When OmniMark's built-in SGML or XML parser is invoked, it will normally expect to parse and compile the document type definition (DTD) before it begins parsing and validating the document instance markup. This will happen automatically, unless well-formed XML parsing is requested.

In some situations this default behaviour may not be desired. When parsing many markup documents referring to the same DTD, for example, it is unnecessary to re-parse the DTD for every document. In order to help with these situations, OmniMark provides access to the DTD in its compiled form through the built-in shelf #current-dtd.

Compiling a DTD

In order to compile a DTD for reuse, one can capture the value of #current-dtd during one parse and store it in any shelf of type dtd. The built-in shelves sgml-dtds and xml-dtds can serve this purpose.

     do sgml-parse document scan file "input-with-dtd-1.sgml"
        put #suppress #content
        set new sgml-dtds{"dtd-1"} to #current-dtd
     done

The same effect can be achieved by specifying the creating clause of the do sgml-parse or do xml-parse action. The parser will terminate at the end of the SGML document prolog, create a compiled DTD, and store it in the specified keyed item of the sgml-dtds or xml-dtds shelf.

     do sgml-parse document creating sgml-dtds{"dtd-1"} scan file "input-with-dtd-1.sgml"
        put #suppress #content
     done

Using a compiled DTD

Once a compiled DTD is obtained, it can be assigned to #current-dtd in another parse, where it will be used to parse and validate its input.
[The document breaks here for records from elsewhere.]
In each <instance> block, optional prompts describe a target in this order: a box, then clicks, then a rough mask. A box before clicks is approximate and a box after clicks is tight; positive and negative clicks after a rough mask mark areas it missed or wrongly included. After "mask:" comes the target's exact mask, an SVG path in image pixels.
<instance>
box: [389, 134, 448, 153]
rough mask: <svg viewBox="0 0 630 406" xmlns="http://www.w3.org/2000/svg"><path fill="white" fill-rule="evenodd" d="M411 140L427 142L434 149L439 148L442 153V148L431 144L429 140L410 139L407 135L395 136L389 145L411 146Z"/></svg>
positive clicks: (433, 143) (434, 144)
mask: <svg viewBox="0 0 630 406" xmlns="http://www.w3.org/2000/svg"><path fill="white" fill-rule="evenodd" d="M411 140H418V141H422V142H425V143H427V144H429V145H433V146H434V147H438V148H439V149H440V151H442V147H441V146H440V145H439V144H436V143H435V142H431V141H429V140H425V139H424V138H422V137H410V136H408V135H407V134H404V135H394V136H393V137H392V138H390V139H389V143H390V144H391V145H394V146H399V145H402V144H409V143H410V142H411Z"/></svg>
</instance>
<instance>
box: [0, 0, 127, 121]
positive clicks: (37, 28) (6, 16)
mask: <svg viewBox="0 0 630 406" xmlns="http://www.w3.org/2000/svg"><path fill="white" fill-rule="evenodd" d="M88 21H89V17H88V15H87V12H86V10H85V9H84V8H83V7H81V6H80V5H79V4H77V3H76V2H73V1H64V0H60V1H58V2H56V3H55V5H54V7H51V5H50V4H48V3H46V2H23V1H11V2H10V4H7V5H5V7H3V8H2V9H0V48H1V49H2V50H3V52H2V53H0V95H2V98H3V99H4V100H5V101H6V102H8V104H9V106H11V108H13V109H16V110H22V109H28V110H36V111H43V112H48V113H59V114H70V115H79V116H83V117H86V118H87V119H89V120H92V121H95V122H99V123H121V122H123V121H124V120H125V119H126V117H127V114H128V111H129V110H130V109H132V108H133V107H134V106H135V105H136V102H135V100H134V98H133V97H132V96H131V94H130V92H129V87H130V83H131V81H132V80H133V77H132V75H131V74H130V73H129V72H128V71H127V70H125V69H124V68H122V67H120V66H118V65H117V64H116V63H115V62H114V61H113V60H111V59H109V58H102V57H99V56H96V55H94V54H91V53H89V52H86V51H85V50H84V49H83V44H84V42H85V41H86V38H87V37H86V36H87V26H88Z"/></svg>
The input document does not need to contain any DTD itself; if it does it will be parsed but not used for instance validation.
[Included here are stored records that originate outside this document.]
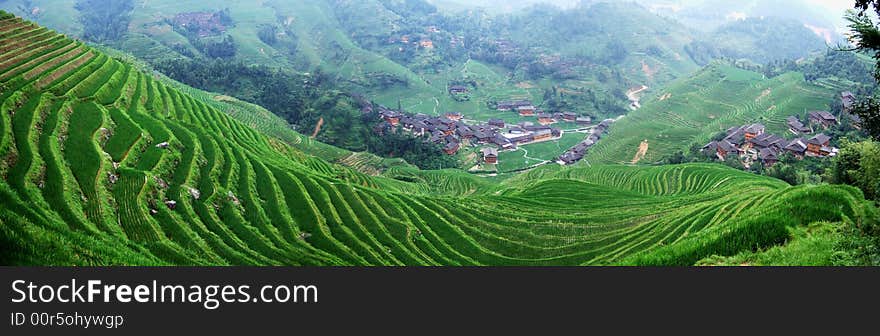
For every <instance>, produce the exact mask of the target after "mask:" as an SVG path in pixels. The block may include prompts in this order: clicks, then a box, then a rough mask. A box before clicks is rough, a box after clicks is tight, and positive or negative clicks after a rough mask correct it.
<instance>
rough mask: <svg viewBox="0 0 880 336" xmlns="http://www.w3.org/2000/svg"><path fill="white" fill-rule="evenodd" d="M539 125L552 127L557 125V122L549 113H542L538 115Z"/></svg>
mask: <svg viewBox="0 0 880 336" xmlns="http://www.w3.org/2000/svg"><path fill="white" fill-rule="evenodd" d="M538 123H539V124H541V125H551V124H555V123H556V120H555V119H553V116H552V115H550V114H549V113H541V114H539V115H538Z"/></svg>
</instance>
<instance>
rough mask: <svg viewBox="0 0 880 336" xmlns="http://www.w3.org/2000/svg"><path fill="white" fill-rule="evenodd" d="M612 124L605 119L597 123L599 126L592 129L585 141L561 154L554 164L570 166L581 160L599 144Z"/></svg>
mask: <svg viewBox="0 0 880 336" xmlns="http://www.w3.org/2000/svg"><path fill="white" fill-rule="evenodd" d="M613 123H614V120H613V119H606V120H605V121H602V122H601V123H599V125H597V126H596V127H595V128H593V133H592V134H590V136H589V137H588V138H587V139H585V140H584V141H581V142H580V143H578V144H577V145H575V146H574V147H572V148H570V149H569V150H568V151H567V152H565V153H564V154H562V156H560V157H559V158H558V159H557V160H556V162H557V163H559V164H562V165H570V164H575V163H577V162H579V161H581V160H583V159H584V156H586V155H587V152H589V151H590V149H591V148H593V146H595V145H596V143H598V142H599V139H601V138H602V136H603V135H604V134H605V132H608V129H609V128H611V124H613Z"/></svg>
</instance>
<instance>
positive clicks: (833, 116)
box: [810, 111, 837, 121]
mask: <svg viewBox="0 0 880 336" xmlns="http://www.w3.org/2000/svg"><path fill="white" fill-rule="evenodd" d="M810 119H813V120H827V121H837V117H835V116H834V115H832V114H831V113H828V111H813V112H810Z"/></svg>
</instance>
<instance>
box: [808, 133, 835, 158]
mask: <svg viewBox="0 0 880 336" xmlns="http://www.w3.org/2000/svg"><path fill="white" fill-rule="evenodd" d="M830 144H831V138H830V137H828V136H827V135H825V134H822V133H819V134H817V135H816V136H814V137H812V138H810V140H807V154H809V155H813V156H825V155H822V153H823V150H822V149H823V148H824V147H828V145H830Z"/></svg>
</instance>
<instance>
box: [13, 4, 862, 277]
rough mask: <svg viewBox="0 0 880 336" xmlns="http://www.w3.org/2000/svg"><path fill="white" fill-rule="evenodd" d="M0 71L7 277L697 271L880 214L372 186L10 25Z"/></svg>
mask: <svg viewBox="0 0 880 336" xmlns="http://www.w3.org/2000/svg"><path fill="white" fill-rule="evenodd" d="M0 59H3V60H4V61H3V62H2V63H0V83H2V88H3V90H2V93H0V102H2V103H0V112H2V113H0V116H2V118H0V158H2V161H0V175H2V176H3V180H2V182H0V199H2V202H0V242H2V245H3V246H4V248H3V251H2V254H0V263H2V264H4V265H594V264H612V263H623V264H662V265H686V264H694V263H696V262H698V261H700V260H702V259H704V258H706V257H710V256H713V255H735V254H737V253H739V252H746V251H751V250H752V249H754V248H755V247H770V246H774V245H777V244H781V243H783V242H784V241H786V239H787V238H788V237H789V233H788V231H787V228H788V227H792V226H798V225H806V224H809V223H812V222H819V221H827V222H839V223H843V224H845V225H855V224H859V223H863V222H865V221H873V220H874V218H875V214H874V213H873V209H874V208H873V207H872V206H870V205H869V204H868V203H867V202H865V201H864V198H863V196H862V194H861V193H860V192H859V191H857V190H856V189H853V188H849V187H833V186H806V187H797V188H794V187H790V186H788V185H787V184H785V183H783V182H781V181H778V180H773V179H768V178H763V177H759V176H755V175H751V174H747V173H744V172H740V171H736V170H732V169H729V168H725V167H721V166H717V165H698V164H695V165H683V166H668V167H655V168H633V167H624V166H597V167H592V168H583V167H579V168H562V167H558V166H548V167H545V168H542V169H538V170H535V171H532V172H529V173H527V174H525V175H518V176H514V177H511V178H509V179H506V180H503V181H500V182H498V181H495V180H482V179H479V178H477V177H474V176H471V175H468V174H465V173H463V172H460V171H438V172H423V171H418V170H413V169H412V168H395V169H391V170H389V171H388V172H387V173H386V174H385V175H384V176H380V177H370V176H367V175H364V174H361V173H358V172H357V171H354V170H352V169H348V168H345V167H342V166H339V165H334V164H331V163H328V162H327V161H325V160H323V159H321V158H317V157H314V156H312V155H309V154H307V153H305V152H302V151H300V150H298V149H297V148H295V147H291V145H290V144H289V143H288V142H286V141H285V140H283V139H279V138H278V137H276V136H279V135H276V136H269V135H266V134H264V133H262V132H261V131H258V130H257V129H260V128H261V127H260V126H259V125H261V124H263V123H264V121H263V120H264V118H263V117H261V116H260V114H259V113H253V111H256V110H255V109H243V110H241V111H238V112H233V113H237V114H250V116H249V118H252V119H251V120H252V122H249V123H248V125H246V124H244V123H242V122H241V121H239V120H238V119H237V118H233V117H232V116H230V114H227V113H226V112H230V111H228V110H227V111H224V110H220V109H218V108H217V105H215V103H211V102H210V101H209V99H211V97H205V95H203V94H200V93H199V92H198V91H192V92H193V93H192V94H190V93H189V91H187V92H185V91H186V90H185V89H184V88H181V87H179V86H178V85H169V84H166V83H165V81H164V80H161V78H160V79H157V77H154V76H152V75H149V74H146V73H143V72H141V71H140V70H138V68H137V67H133V66H132V65H131V64H129V63H126V62H121V61H119V60H117V59H114V58H111V57H108V56H107V55H106V54H104V53H102V52H99V51H97V50H95V49H93V48H91V47H89V46H87V45H84V44H82V43H80V42H77V41H73V40H70V39H67V38H65V37H63V36H61V35H58V34H56V33H54V32H52V31H49V30H47V29H45V28H41V27H39V26H36V25H34V24H31V23H28V22H24V21H21V20H20V19H18V18H13V17H11V16H10V15H7V14H5V13H2V12H0ZM181 89H184V90H185V91H181ZM248 111H252V112H248ZM240 118H242V117H241V116H239V119H240ZM266 125H268V124H266ZM251 126H256V128H257V129H255V128H252V127H251ZM262 130H263V132H269V129H262ZM280 136H283V135H280ZM293 142H294V143H295V141H293Z"/></svg>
     do sgml-parse document scan file "instance-of-dtd-1.sgml"
        set #current-dtd to sgml-dtds{"dtd-1"}
        output "%c"
     done

The clauses with sgml-dtds and with xml-dtds of the do sgml-parse and do xml-parse actions, respectively, can be used for the same purpose.

Selecting the appropriate compiled DTD

The DTD to which a document instance conforms is not always known in advance. When processing a collection of documents of diverse types, it may be necessary to assign #current-dtd to each document after its parsing has started. This is only allowed up to the point when the dtd-end is reached, or until the end of an active document-type-declaration rule. The following example rule selects the appropriate DTD for each input document at the moment it is referenced, based on its system identifier. The first time a DTD is encountered, it will be compiled and stored. On each subsequent reference to the same DTD, it will be reused.

  external-text-entity #dtd when entity is system
     do when sgml-dtds has key "%eq"
        set #current-dtd to sgml-dtds{"%eq"}
        output "<!element %g(#doctype) - o empty>"  ; a dummy DTD that will be ignored
  
     else
        set new sgml-dtds{"%eq"} to sgml-dtd cast #current-dtd
        output file "%eq"
     done

The rule above emits the sole <!element %g(#doctype) declaration in order to satisfy the SGML parser which requires a valid DTD. Since this DTD will be replaced by the one assigned to #current-dtd, its content doesn't matter as long as it's valid and declares an element whose name matches #doctype.